Abruptly, Beck sat down. “Right. Well, let’s see what we’ve got for assets.” And the words reminded him: “You realize that this whole thing, unless I’ve got my signals crossed, happened because none of us had the guts to put our careers on the line and back up Ashmead’s people?”

Nobody said anything for a long time. Beck wanted to get it over with, though: “So it’s our fault, gentlemen.
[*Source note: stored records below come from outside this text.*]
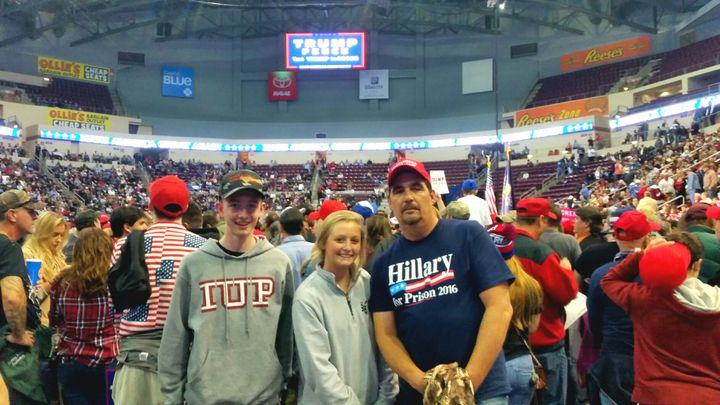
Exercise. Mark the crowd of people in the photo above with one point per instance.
(251, 295)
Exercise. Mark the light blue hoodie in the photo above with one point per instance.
(339, 361)
(228, 334)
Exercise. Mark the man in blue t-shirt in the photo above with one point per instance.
(439, 294)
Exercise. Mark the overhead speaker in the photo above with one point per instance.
(164, 29)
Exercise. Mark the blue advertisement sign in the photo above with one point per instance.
(337, 50)
(178, 82)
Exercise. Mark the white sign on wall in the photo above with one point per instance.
(374, 84)
(437, 179)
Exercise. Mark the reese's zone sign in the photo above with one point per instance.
(73, 70)
(70, 119)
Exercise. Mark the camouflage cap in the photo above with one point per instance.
(240, 180)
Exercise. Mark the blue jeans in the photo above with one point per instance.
(555, 365)
(519, 372)
(82, 385)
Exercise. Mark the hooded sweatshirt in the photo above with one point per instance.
(228, 334)
(339, 359)
(676, 336)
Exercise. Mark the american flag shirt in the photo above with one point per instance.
(166, 244)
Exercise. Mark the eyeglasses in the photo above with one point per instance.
(33, 213)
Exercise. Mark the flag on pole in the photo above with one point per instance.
(490, 194)
(507, 200)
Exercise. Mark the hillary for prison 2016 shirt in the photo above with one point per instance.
(433, 287)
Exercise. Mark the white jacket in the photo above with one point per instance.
(339, 360)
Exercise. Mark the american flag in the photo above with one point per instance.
(490, 194)
(166, 244)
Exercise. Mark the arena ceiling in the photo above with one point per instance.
(91, 20)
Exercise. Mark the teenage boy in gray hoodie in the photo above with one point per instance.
(228, 335)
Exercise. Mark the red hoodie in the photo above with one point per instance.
(677, 348)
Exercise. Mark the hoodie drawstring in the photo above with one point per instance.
(249, 281)
(227, 336)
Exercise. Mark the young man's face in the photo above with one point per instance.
(241, 211)
(24, 219)
(410, 199)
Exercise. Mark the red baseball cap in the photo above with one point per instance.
(535, 207)
(327, 208)
(633, 225)
(407, 165)
(169, 195)
(713, 212)
(665, 267)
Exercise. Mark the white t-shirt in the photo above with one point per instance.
(479, 210)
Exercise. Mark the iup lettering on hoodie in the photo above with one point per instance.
(233, 293)
(413, 281)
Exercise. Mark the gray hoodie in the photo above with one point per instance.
(339, 360)
(699, 296)
(228, 334)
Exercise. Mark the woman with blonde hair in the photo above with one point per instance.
(333, 329)
(82, 315)
(46, 243)
(526, 297)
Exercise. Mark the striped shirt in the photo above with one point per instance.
(166, 244)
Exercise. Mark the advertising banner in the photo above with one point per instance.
(74, 120)
(73, 70)
(282, 86)
(607, 53)
(321, 50)
(178, 82)
(374, 84)
(562, 111)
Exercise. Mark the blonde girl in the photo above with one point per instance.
(333, 329)
(46, 243)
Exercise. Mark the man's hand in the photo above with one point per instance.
(26, 339)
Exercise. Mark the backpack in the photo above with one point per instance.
(128, 278)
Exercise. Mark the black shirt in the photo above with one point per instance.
(12, 263)
(230, 252)
(592, 258)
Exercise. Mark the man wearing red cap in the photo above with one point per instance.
(559, 288)
(611, 328)
(676, 322)
(439, 294)
(166, 243)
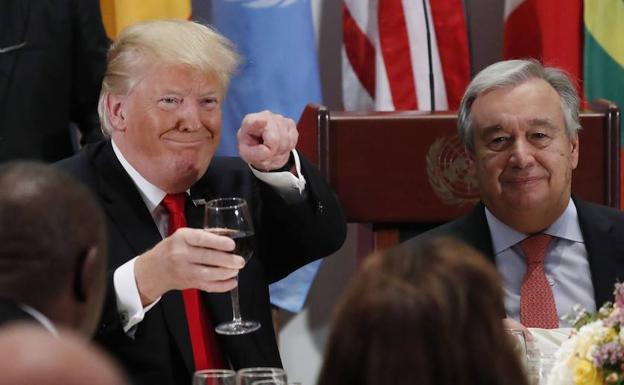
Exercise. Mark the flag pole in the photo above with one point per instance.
(429, 59)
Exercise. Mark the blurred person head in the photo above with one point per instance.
(428, 316)
(161, 98)
(53, 254)
(520, 122)
(30, 355)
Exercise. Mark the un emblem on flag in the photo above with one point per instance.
(448, 169)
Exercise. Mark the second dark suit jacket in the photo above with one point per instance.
(287, 235)
(603, 233)
(52, 59)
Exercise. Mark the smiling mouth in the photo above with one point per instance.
(187, 141)
(520, 182)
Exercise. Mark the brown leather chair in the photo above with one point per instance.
(408, 169)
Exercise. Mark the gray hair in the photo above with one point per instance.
(172, 42)
(511, 73)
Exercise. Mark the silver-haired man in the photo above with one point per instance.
(519, 121)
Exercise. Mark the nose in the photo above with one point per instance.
(521, 154)
(189, 117)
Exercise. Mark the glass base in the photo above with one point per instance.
(233, 328)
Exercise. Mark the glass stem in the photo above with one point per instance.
(235, 305)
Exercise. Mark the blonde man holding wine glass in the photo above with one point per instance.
(161, 107)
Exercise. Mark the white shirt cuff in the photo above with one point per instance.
(129, 306)
(286, 183)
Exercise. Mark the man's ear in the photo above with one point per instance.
(88, 272)
(115, 106)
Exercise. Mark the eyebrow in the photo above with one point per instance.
(490, 130)
(542, 122)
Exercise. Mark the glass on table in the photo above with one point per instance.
(214, 377)
(231, 217)
(262, 376)
(519, 344)
(539, 367)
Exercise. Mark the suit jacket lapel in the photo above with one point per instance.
(126, 208)
(124, 204)
(605, 250)
(474, 230)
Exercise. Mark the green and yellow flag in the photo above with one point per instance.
(604, 58)
(118, 14)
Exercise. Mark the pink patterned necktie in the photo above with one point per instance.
(537, 302)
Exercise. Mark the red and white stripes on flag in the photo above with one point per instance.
(386, 58)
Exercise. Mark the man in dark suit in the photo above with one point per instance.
(160, 103)
(52, 59)
(53, 254)
(519, 121)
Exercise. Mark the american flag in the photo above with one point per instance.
(394, 51)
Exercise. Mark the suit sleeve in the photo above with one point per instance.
(292, 235)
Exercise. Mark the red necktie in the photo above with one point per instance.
(206, 354)
(537, 302)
In pursuit of a Palestinian solution, and with a careful eye to the feelings of our oil-producing friends, we may have destroyed the civilized world.”

It wasn’t until much later that Beck remembered Christine Patrick or his convention of genetic engineers.

The first was understandable—she’d just appeared in his life and didn’t bear on the problem at hand; the second was inexcusable—the brainpower sequestered by day on the Dead Sea but allowed the freedom of Jerusalem at night might be the extent of America’s remaining brain trust.

Chapter 2

Five hours later, Chris Patrick was having dinner on Beck’s balcony and watching him stare defiantly out over the American Quarter into a blazing Israeli sunset that made you understand why three of the world’s great religions claimed this spot as their spiritual home, listening while Beck explained why the lights were on in Jerusalem, and in general fed her the official line.

“…so you see, Chris, wherever old tube transformers are in use or where defensive hardening of long lines has been undertaken or those lines are fiber-optic or underground or shielded by certain types of porous rock or by the earth’s curvature from the force of the blast, communications and power stations are pretty much intact.”

“Pretty much,” she echoed, and Beck looked away from the darkening horizon of purple and gold to assess her face—that was what Beck did; he didn’t look at her, he evaluated her and then took the appropriate measures.